Juan Ignacio Barenys

Dicen que fallece la madre de uno que tiene bien ganada fama de tacaño. Al día siguiente se persona en la redacción del diario local, sección esquelas.

- Buenos días, quisiera contratar una esquela para mi madre

- De acuerdo, se publicará mañana

- ¿Y cuánto cuesta?

- La tarifa es por palabra

- Vale, pues ponga “mamá muerta”

- Disculpe, he olvidado decirle que el mínimo son seis palabras

El hombre reflexiona durante medio minuto y dice:

- Vale, pues ponga “mamá muerta, vendo su Opel Corsa”

No es éste un ejemplo muy edificante de cariño filial. Y, desde luego, demuestra que su fama de tacañería es, efectivamente, bien ganada. En este caso, frente a lo irremediable, trata de obtener algún beneficio aunque sabe perfectamente que es harto difícil que los compradores de coches de segunda mano vayan a consultar las ofertas en la sección de necrológicas de un diario. Pero… ¿quién sabe?

Los proyectos, a veces, fallecen. Llegan a una situación en que definitivamente hay que darlos por irrecuperables.

En los proyectos TIC puede darse esa circunstancia, si no para la totalidad del proyecto, sí para una parte de él, para una propuesta de ampliación, para una colaboración externa, para la continuidad de un equipo de usuarios o colaboradores… La tipología de los fallecimientos, al igual que la vida, es muy variada.
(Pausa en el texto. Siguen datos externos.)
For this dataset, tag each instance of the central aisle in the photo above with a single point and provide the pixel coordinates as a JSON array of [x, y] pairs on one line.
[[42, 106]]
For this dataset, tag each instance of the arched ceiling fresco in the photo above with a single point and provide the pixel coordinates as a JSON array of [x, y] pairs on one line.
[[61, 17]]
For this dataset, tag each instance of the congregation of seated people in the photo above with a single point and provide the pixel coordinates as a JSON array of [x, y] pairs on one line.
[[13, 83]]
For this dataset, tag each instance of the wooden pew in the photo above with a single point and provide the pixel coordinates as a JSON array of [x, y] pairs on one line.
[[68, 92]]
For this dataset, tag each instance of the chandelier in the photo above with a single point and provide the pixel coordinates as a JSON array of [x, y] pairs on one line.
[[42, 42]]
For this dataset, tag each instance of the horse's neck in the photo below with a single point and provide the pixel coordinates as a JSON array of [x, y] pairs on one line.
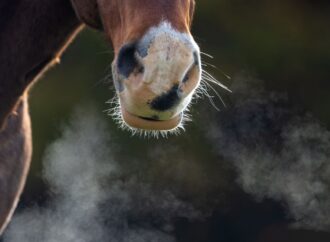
[[32, 35]]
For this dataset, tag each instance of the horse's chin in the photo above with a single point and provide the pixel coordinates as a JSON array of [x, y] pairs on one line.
[[141, 123]]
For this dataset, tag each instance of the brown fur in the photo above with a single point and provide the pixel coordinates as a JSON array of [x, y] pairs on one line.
[[32, 35], [15, 158]]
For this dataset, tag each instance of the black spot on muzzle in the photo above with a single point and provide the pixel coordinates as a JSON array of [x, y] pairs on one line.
[[167, 100]]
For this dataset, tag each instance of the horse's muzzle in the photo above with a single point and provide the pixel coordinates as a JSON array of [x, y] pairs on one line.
[[156, 77]]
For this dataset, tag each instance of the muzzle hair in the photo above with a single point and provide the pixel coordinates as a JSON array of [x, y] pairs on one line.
[[116, 114]]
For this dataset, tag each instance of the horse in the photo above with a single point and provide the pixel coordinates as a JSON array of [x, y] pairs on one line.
[[156, 68]]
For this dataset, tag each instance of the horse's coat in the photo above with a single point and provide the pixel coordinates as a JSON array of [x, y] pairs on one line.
[[34, 34]]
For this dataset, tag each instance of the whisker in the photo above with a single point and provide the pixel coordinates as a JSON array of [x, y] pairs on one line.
[[207, 55]]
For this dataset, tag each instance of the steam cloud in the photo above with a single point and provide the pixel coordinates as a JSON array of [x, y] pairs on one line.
[[279, 152], [91, 202]]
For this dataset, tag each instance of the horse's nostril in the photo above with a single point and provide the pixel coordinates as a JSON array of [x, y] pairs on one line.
[[127, 61]]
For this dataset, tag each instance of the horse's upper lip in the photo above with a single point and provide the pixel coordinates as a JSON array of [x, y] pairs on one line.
[[149, 123]]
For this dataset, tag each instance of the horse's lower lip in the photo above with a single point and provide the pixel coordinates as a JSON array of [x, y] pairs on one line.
[[141, 123]]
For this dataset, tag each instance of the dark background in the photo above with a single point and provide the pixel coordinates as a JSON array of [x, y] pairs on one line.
[[285, 43]]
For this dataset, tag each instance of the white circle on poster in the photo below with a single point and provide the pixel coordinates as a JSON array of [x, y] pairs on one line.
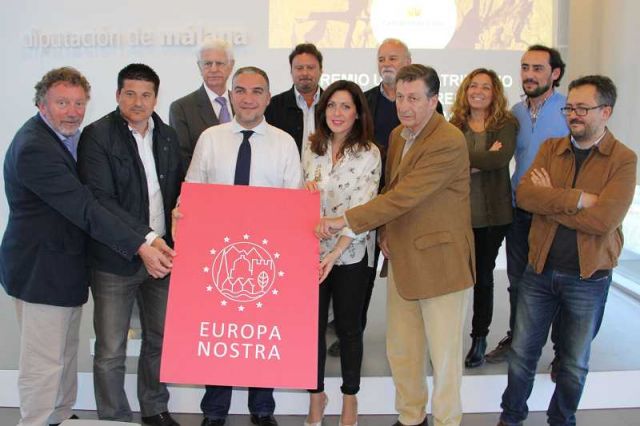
[[421, 24]]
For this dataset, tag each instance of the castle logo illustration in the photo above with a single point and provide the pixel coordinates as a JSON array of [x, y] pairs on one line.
[[243, 271]]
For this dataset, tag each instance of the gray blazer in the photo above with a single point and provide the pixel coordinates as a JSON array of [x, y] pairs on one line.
[[190, 116]]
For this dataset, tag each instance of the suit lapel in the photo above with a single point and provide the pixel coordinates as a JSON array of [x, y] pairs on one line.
[[205, 108], [423, 137]]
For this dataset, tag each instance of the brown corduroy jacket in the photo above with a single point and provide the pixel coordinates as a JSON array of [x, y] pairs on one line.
[[608, 172], [425, 212]]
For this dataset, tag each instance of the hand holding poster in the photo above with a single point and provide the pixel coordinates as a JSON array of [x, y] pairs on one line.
[[243, 299]]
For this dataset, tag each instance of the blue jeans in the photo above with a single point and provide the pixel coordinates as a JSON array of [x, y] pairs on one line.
[[217, 400], [114, 296], [580, 303]]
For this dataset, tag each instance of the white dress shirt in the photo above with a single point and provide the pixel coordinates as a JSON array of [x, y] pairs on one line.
[[308, 112], [216, 105], [156, 205], [352, 181], [275, 161]]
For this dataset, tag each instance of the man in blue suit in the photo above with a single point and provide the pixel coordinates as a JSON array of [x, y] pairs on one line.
[[42, 256]]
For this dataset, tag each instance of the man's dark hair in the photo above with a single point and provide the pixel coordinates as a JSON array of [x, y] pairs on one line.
[[139, 72], [250, 70], [309, 48], [67, 75], [607, 93], [555, 60], [415, 72]]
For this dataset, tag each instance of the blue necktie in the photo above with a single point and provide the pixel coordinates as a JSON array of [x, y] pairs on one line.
[[224, 116], [68, 143], [243, 163]]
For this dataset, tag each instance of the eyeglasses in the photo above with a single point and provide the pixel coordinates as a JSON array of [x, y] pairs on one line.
[[210, 64], [580, 111]]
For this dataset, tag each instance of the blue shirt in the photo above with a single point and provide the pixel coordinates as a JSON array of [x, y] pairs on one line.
[[550, 123]]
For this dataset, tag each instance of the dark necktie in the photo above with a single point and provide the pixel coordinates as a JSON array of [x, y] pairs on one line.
[[243, 163], [68, 143], [224, 116]]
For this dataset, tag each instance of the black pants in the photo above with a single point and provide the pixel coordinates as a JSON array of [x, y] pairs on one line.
[[347, 285], [487, 241]]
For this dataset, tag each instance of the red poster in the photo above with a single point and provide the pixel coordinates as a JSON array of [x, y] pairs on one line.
[[243, 300]]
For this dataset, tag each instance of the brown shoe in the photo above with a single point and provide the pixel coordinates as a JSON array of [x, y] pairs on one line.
[[425, 422]]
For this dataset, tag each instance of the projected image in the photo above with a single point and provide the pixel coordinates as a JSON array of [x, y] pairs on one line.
[[423, 24]]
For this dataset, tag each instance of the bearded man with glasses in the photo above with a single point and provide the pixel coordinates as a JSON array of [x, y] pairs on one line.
[[579, 189]]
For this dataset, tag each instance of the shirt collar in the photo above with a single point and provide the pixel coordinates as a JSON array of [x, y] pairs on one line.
[[60, 136], [260, 129], [383, 93], [213, 95], [150, 127], [409, 135], [300, 100]]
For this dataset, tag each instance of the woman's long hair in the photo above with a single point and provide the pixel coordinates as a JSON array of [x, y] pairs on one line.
[[362, 130], [497, 114]]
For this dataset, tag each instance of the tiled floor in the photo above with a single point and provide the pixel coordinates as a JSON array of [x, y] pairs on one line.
[[623, 417]]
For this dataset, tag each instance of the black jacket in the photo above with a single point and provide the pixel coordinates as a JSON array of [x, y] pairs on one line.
[[283, 112], [43, 252], [190, 116], [108, 162]]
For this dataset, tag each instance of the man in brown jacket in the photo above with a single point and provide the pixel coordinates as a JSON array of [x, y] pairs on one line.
[[426, 235], [579, 189]]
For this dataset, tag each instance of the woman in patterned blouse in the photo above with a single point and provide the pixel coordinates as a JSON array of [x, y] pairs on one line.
[[341, 162]]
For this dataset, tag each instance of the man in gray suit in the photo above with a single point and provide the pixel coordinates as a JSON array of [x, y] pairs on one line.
[[207, 106]]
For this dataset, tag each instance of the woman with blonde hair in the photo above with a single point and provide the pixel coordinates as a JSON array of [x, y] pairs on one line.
[[480, 112]]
Frente a ello, el CIO, CTO o Service Manager ha de tener aprendida la habilidad de aceptar la situación con la máxima normalidad posible, reflexionar y tratar de averiguar si es posible obtener un beneficio colateral.

Como todas las habilidades, ésta también se aprende y con el entrenamiento mejora. Aunque en este caso, por razones obvias, lo mejor es no tener muchas ocasiones de entrenarla.